'scarv' is the Python package that contains functionality required to compute the Selective Constraint Against Rare SNVs (SCARV) score. This includes 1. querying variants from a VCF file, 2. training a model of mutation probabilities from the local nucleotide context, 3. genome-wide comparison of the observed and predicted genetic variation to yield the SCARV score, 4. the integration of the SCARV score into a classifier (SCARV-clf) that predicts the pathogenicity status of a non-coding variant, and 5. the querying of non-coding pathogenic variants as well as their respective SCARV and SCARV-clf scores.
This package is supported for macOS and Linux. The package has been tested on the following systems:
- Linux: Scientific 7.9
Project is created with:
- numpy
- pandas
- pyranges
- pybedtools
- xgboost
- sklearn
- itertools
- keras
- keras_genomics
- pysam
- gzip
- pyBigWig
The typical install time on a "normal" desktop computer is less than 1 minute.
$ pip install scarv
The package contains a wide range of functions. Below we highlight and demonstrate a number of these.
Pick random coordinates on chromosome 1, and random nucleotide context width (2). Example requires fasta file for the human reference genome hg38. Expect function to return one-hot encoded "AXGXTXTXC", "XGXTXTXCX", and "GXTXTXCXA". Expected run time is less than 10 seconds.
$ import pandas as pd
$ import pyranges as pr
$ import pybedtools
$ from scarv import *
$ region_df = pd.DataFrame({'Chromosome':["chr1"], 'Start':[1e8], 'End':[1e8+2]})
$ region_gr = pr.PyRanges(region_df)
$ flank = 2
$ genome = pybedtools.genome_registry.hg38
$ reference_fasta = "hg38.fa"
$ sequence = scarv_queries.query_sequence(region_gr, flank, genome, reference_fasta)
$ print(sequence)
Example query from gnomAD v3.0 VCF file.
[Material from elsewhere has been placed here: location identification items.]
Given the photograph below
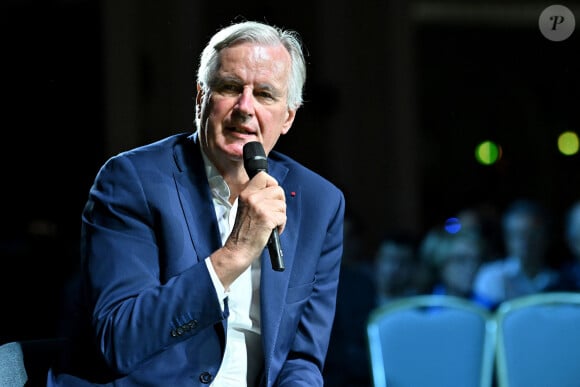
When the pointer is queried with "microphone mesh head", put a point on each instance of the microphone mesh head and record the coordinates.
(255, 158)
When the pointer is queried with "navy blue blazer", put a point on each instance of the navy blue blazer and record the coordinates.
(151, 314)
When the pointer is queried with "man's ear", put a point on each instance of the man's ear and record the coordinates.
(290, 115)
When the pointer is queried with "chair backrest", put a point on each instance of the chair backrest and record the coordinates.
(431, 341)
(538, 341)
(12, 369)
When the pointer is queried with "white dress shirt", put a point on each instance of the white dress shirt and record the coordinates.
(243, 356)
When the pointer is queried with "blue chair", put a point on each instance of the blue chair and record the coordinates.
(538, 341)
(431, 341)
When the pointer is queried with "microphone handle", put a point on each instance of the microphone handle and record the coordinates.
(275, 250)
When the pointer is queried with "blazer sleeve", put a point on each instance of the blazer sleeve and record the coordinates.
(324, 236)
(138, 309)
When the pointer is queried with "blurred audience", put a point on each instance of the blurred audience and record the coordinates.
(396, 268)
(570, 270)
(455, 258)
(526, 267)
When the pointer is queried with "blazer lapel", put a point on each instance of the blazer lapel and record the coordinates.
(274, 284)
(195, 197)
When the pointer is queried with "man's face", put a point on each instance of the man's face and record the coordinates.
(247, 102)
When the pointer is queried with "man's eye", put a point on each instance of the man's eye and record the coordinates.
(264, 94)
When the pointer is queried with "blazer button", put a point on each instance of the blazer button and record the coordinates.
(205, 378)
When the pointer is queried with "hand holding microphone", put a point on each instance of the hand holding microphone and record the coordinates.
(255, 161)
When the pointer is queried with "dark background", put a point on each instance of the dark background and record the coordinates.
(398, 95)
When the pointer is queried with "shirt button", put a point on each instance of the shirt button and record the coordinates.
(205, 377)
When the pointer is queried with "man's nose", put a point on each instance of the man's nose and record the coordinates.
(246, 102)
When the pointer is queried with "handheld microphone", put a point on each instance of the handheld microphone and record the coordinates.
(255, 161)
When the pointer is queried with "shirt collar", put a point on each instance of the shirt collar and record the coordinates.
(217, 184)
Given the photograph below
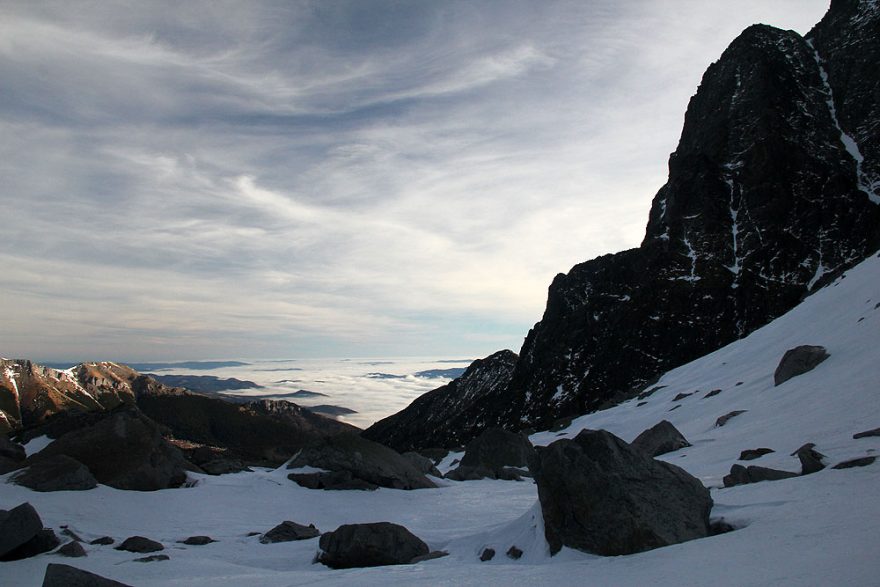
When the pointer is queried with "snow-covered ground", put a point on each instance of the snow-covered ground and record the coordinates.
(819, 529)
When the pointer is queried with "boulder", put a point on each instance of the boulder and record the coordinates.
(58, 575)
(492, 454)
(288, 531)
(740, 475)
(754, 453)
(124, 450)
(140, 544)
(867, 433)
(722, 420)
(56, 473)
(370, 545)
(18, 526)
(798, 361)
(660, 439)
(600, 495)
(331, 481)
(422, 463)
(72, 549)
(858, 462)
(197, 541)
(43, 541)
(363, 459)
(11, 450)
(811, 460)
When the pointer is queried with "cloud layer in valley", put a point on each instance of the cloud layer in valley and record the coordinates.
(233, 179)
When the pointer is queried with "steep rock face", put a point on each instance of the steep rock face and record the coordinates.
(30, 393)
(771, 192)
(449, 415)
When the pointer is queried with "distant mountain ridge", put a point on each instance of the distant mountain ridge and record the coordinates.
(772, 191)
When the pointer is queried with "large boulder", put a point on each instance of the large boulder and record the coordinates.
(56, 473)
(370, 545)
(288, 531)
(660, 439)
(599, 494)
(363, 459)
(124, 450)
(492, 454)
(740, 475)
(17, 527)
(58, 575)
(798, 361)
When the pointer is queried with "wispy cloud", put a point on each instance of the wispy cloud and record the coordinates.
(302, 178)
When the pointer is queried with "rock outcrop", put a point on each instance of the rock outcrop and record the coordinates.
(600, 495)
(772, 192)
(444, 417)
(370, 545)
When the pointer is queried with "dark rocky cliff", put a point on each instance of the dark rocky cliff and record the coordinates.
(770, 192)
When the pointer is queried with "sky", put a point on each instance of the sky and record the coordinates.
(330, 178)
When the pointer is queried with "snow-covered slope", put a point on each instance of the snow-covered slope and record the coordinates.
(814, 530)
To demonstrate functionality within reasonable time, focus on first 10,000 rows. Example requires download of the relevant VCF file (https://gnomad.broadinstitute.org/downloads). Expected run time is less than 1 second for both snippets.
First, in bash:
$ zcat gnomad.genomes.r3.0.sites.vcf.bgz | head -10000 | bgzip - > gnomad_vcf_first_10k_rows.vcf.bgz
Second, in Python:
$ import os
$ from scarv import *
$ variant_type = "snv"
$ ancestry = "nfe"
$ pass_snvs_query = {'variant_type': variant_type, 'ancestry': ancestry, 'PASS': True}
$ query_results = scarv_queries.query_vcf("gnomad_vcf_first_10k_rows.vcf.bgz", [pass_snvs_query])
$ print(query_results[0][:10])
Expected output: [('chr1', 10113, 10114, 'T', 'C', '3', '11754'), ('chr1', 10131, 10132, 'T', 'C', '6', '20808'), ('chr1', 10137, 10138, 'T', 'C', '3', '14916'), ('chr1', 10139, 10140, 'A', 'C', '2', '33744'), ('chr1', 10139, 10140, 'A', 'G', '2', '33744'), ('chr1', 10140, 10141, 'C', 'G', '1', '25742'), ('chr1', 10143, 10144, 'T', 'C', '11', '4530'), ('chr1', 10146, 10147, 'C', 'A', '9', '242'), ('chr1', 10146, 10147, 'C', 'G', '1', '246'), ('chr1', 10148, 10149, 'C', 'A', '1', '6742')]
Fitting the CNN on 1000 random training samples. Expected run time is less than 10 seconds. Predictions from the reverse complementary sequence should be the reverse of the vector of predictions derived from the original sequence.
$ import numpy as np
$ from scarv import *
$ X = np.random.random(1000*25*5).reshape(1000,25,5)
$ y = np.random.multinomial(1, [1/4.]*5, size=1000)
$ cnn = scarv_fit.fit_cnn(X, y)
$ print(cnn.summary())
$ X_test = np.random.random(2*25*5).reshape(2,25,5)
$ print('Original sequence predictions:\n', cnn.predict(X_test))
$ print('Reverse complementary sequence predictions:\n', cnn.predict(X_test[:,::-1,::-1]))
This project is covered under the MIT License.